Why is only one stove burner not heating while the others work?

That usually means the problem is local to that burner. On electric ranges, the usual suspects are the range surface element, its receptacle, or that burner's switch. On gas ranges, start with the burner cap, clogged ports, and spark at that burner.

How do I tell if my electric stove burner element is bad?

The cleanest check is a same-size swap with a working burner element, if your range uses removable coil elements. If the problem follows the element, the range surface element is bad. Visible blistering, cracks, or burned ends also support that call.

Why does my gas burner click but not light?

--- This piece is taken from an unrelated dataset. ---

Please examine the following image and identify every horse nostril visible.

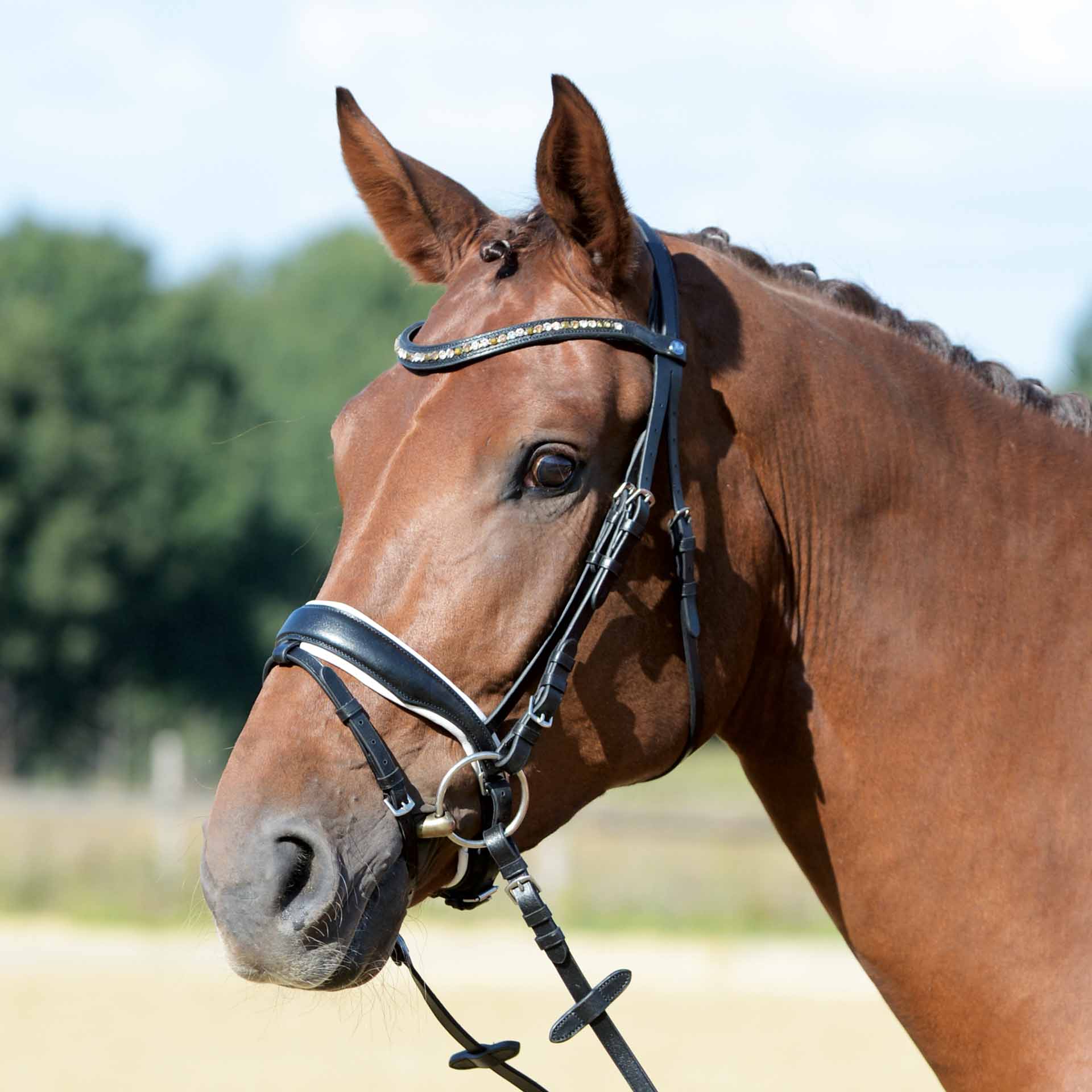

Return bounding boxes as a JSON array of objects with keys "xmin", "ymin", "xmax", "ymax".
[{"xmin": 274, "ymin": 834, "xmax": 315, "ymax": 912}]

Most often the burner cap is off-center or the burner ports are dirty from a spill. Clean and dry the parts, make sure the cap sits flat, and test again. If it still clicks with no flame, then spark location or gas flow at that burner needs closer attention.

Can a bad burner switch cause one electric burner to stay cold?

Yes. If a known-good range surface element still will not heat in the same position and the connection is not burned up, the range burner switch becomes a strong suspect. That is more likely than a whole-range control problem when only one burner is affected.

Should I keep trying to light a gas burner if it will not ignite?

No. A couple of short tests is enough. If you smell gas, stop, turn the knob off, and ventilate the area. Repeated long attempts can let gas build up and make the situation unsafe.